WHY WHY WHY

1.4K 244 100
                                    

"Rosie.."

Baru saja Rosé hendak meninggalkan kamar mandi saat Jennie tiba-tiba saja menahannya. Ketika ia memutar tubuhnya, ia mendapati Jennie yang tengah menunduk. Rosé lebih tahu dari siapapun jika Jennie memiliki sesuatu untuk dibicarakan dan sedikitnya Rosé sudah tahu apa itu.

"Ada apa, sayang?" Ucap Rosé dengan tenang sembari merapihkan rambut Jennie.

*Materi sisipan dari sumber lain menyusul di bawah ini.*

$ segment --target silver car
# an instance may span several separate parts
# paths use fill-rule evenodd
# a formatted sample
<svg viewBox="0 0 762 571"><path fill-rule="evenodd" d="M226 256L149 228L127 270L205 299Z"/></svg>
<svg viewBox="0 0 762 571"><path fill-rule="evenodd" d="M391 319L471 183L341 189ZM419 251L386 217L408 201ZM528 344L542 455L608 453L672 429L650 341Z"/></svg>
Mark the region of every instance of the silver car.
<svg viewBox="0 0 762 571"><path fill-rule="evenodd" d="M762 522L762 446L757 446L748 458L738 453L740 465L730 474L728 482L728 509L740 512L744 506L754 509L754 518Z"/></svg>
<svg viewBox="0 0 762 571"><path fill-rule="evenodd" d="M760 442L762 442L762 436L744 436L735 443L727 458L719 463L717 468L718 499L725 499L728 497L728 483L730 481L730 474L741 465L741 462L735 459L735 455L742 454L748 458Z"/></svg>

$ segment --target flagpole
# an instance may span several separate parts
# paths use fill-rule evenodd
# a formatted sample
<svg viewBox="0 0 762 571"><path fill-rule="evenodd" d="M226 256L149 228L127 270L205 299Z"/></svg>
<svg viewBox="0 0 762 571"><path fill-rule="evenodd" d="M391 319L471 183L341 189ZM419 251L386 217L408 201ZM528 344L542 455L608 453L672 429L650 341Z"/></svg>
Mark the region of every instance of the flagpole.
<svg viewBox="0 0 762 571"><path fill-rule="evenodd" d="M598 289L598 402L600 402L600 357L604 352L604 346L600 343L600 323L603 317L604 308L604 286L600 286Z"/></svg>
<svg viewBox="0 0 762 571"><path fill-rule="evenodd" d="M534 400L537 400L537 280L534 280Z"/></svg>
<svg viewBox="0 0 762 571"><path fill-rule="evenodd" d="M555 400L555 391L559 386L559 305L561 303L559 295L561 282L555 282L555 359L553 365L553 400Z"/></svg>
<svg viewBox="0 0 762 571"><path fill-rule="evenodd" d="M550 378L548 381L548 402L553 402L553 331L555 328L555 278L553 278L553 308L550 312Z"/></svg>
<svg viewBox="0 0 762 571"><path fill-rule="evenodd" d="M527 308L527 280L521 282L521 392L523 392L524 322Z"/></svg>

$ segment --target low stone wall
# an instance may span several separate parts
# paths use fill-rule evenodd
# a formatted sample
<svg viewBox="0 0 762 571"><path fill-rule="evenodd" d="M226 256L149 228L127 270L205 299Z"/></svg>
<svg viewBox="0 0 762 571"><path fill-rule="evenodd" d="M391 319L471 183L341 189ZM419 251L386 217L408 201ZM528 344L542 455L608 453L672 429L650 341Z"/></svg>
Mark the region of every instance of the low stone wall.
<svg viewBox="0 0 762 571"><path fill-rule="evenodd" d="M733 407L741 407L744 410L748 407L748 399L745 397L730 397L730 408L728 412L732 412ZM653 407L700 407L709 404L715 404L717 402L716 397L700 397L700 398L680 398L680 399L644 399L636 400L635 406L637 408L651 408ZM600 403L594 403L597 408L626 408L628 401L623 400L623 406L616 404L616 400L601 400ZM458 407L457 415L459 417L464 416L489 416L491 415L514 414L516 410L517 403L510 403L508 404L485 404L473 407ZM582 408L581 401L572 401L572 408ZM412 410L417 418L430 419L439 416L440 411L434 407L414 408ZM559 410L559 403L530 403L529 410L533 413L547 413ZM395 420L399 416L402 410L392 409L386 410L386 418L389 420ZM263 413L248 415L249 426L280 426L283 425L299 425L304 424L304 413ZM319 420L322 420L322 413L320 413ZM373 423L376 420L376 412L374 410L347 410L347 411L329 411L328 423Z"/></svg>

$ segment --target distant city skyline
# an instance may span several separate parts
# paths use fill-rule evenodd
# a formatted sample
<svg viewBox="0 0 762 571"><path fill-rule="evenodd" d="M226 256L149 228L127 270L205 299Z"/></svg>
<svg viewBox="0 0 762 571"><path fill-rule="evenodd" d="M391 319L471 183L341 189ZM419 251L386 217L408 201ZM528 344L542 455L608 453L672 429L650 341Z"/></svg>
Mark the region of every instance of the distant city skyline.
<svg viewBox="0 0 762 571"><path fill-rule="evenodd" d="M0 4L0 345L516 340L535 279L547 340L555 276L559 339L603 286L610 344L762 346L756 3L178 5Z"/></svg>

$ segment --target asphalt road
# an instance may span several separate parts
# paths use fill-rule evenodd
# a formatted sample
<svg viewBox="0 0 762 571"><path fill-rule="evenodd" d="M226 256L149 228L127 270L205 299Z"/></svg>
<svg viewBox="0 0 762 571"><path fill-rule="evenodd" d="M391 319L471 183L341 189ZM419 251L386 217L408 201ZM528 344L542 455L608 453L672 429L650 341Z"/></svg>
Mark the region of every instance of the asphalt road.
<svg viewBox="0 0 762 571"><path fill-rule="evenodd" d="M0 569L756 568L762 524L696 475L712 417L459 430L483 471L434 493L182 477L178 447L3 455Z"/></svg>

Jennie menggigit bibir bawahnya. Ia dilanda keraguan, apa ia harus mengutarakan pikirannya sekarang atau tidak? Tapi jika bukan sekarang, kapan lagi? Rosé adalah orang yang sangat sibuk. Bahkan Jennie tidak dapat memastikan apa ia bisa mencuri sedikit waktu Rosé besok. Memang sesibuk itu menjadi seorang penyanyi. Dan menjadi istrinya adalah perkara yang sulit. Harus mengerti, memaklumi, sabar, dan menahan diri untuk tidak membicarakan hal yang akan berujung pada pertengkaran.

"I- Itu.."

Rosé tersenyum tipis. Ia tahu jika Jennie sedang ragu tapi tetap ingin mengutarakan.

"Kita akan bicara setelah kau mandi, oke?"

"Huh? Oh baiklah."

Lagi. Rosé melakukannya lagi.

Jennie berpikir, Rosé sedang menghindar. Lagi. Tidak tahu sudah ke berapa kalinya ia merasa jika Rosé memang benar-benar menghindari obrolan yang entah sejak kapan menjadi pembahasan yang sensitif di antara mereka. Dan Jennie yakin, kali ini pun begitu, Rosé sudah bisa membaca apa yang akan Jennie utarakan. Maka dari itu dia menghindarinya 'kan?

Tapi kali ini Jennie ingin menjadi sosok yang egois. Ia merasa dirinya perlu bicara dengan Rosé malam ini juga, terlepas dari bagaimana perbincangan mereka akan berakhir malam ini. Entah akan menemukan titik terang atau justru membawa mereka pada sebuah pertengkaran.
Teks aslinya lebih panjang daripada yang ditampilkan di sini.